3. Sycamore. Native. Tolerates a wide variety of conditions that other natives might balk at, such as being planted in a lawn. Leaf litter in fall (deciduous). Hawthorne has a number of these. I think they are perceived as a liability because of the ultimate height that they can get to. A fungal infection, anthracnose, is generally not a problem for these trees, but can cause premature loss of leaves in bad years.

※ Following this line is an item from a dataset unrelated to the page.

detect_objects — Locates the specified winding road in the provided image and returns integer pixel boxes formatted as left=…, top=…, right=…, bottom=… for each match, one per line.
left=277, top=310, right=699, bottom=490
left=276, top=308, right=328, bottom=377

4. Santa Cruz Island Ironwood

1 comment:

  1. Interesting information. I never cared much about palm trees. Most of the ones in my area are so tall that you never see the foliage and don't really notice them, they're almost like a thick telephone pole, but whenever people come from out of state they get really excited to see them. I'm not sure that's a great reason to plant them, and the lack of shade and co2 amelioration are strong negatives, but it did make me give them a bit more respect.